Over the years I have tried to "improve" on my bilge alarm system switches. I now have three different kinds throughout the boat. My original ones use a bell-shaped collector in the bilge connected to a rubber tube running up through the deck to a pressure diaphram in a drier location. These have a three inch rubber cap on top. You can pull the cap and jumper the two wires to sound the alarm. Detach the tube from the diaphram and blow through it down to the bilge. There should not be any restriction. Other than this, these are pretty foolproof.
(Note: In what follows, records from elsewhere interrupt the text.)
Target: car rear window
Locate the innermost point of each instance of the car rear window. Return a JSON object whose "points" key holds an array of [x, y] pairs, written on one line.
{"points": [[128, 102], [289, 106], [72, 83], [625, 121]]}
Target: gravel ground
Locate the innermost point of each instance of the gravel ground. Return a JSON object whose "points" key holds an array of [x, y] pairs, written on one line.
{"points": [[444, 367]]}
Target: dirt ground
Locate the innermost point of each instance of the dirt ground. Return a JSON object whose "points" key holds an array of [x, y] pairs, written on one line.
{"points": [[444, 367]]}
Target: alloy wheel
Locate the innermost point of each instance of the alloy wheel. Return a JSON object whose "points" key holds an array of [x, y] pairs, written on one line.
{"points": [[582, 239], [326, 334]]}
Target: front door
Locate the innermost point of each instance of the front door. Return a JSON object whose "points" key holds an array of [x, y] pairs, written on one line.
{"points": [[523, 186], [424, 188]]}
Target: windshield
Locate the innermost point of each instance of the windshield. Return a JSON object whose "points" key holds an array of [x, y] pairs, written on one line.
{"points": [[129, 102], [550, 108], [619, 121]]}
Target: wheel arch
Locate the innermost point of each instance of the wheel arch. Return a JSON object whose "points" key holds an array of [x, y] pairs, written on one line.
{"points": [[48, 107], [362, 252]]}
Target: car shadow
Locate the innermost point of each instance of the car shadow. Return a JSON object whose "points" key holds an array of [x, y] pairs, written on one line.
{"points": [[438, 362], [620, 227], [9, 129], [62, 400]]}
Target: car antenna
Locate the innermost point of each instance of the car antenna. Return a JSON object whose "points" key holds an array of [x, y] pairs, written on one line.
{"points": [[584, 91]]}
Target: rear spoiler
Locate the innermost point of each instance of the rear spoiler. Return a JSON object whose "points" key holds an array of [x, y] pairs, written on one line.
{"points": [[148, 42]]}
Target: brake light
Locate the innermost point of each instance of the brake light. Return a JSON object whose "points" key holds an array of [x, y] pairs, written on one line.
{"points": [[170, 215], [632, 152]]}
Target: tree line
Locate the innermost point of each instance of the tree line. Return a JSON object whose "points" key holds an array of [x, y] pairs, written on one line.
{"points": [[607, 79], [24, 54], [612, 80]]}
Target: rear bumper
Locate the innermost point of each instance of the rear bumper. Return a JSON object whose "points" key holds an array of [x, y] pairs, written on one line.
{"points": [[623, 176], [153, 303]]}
I believe I have replaced all the Rule float switches. These used to work fairly well until Rule had to remove the mercury from the switches (thanks again, EPA) and go to rattely metal balls. These don't seem to last, and their wires seem to corrode off. Also the floats can get stuck on top of some bilge debris, sometimes just enough to give intermittent alarms. This may be your problem. Lift each float to its highest position which should trip the alarm. Sometimes these get detached from their base and just float around.
My newer switches are enclosed in a tube to avoid debris, and use sealed magnetic switches tripped by a floating bar magnet inside the tube. Test by grabbing the bar and lifting it up until the alarm sounds. These are expensive, but seem to last.
All of my switches are off until tripped, when energized they conduct electricity to complete the circuit. As you do the inspections you can usually see if something is causing them to be energized. If the switches all seem OK the problem is probably in your safety panel. Less likely is a bad wire shorting, but Hatteras used good wire and is usually well done. To short you need both + and - wires to chafe through, and this usually shorts and trips the breaker for that bilge pump.
I also should mention the day I had intermittent alarms for my pt engine room. The real reason was that the bow compartment alarm had failed, the generator room was trying to fill from a back-siphoned bilge pump, and we were sinking! After fixing this, the next worst thing that day was that all the labels on the bottles in my wine cellar soaked off and we could only identify the wines by opening the bottle and reading the writing on the corks. At least we could tell red from white. After this I installed a second redundant set of bilge pickups in all compartments. I also divided my bow and generator areas into two separate compartments. So far, so good.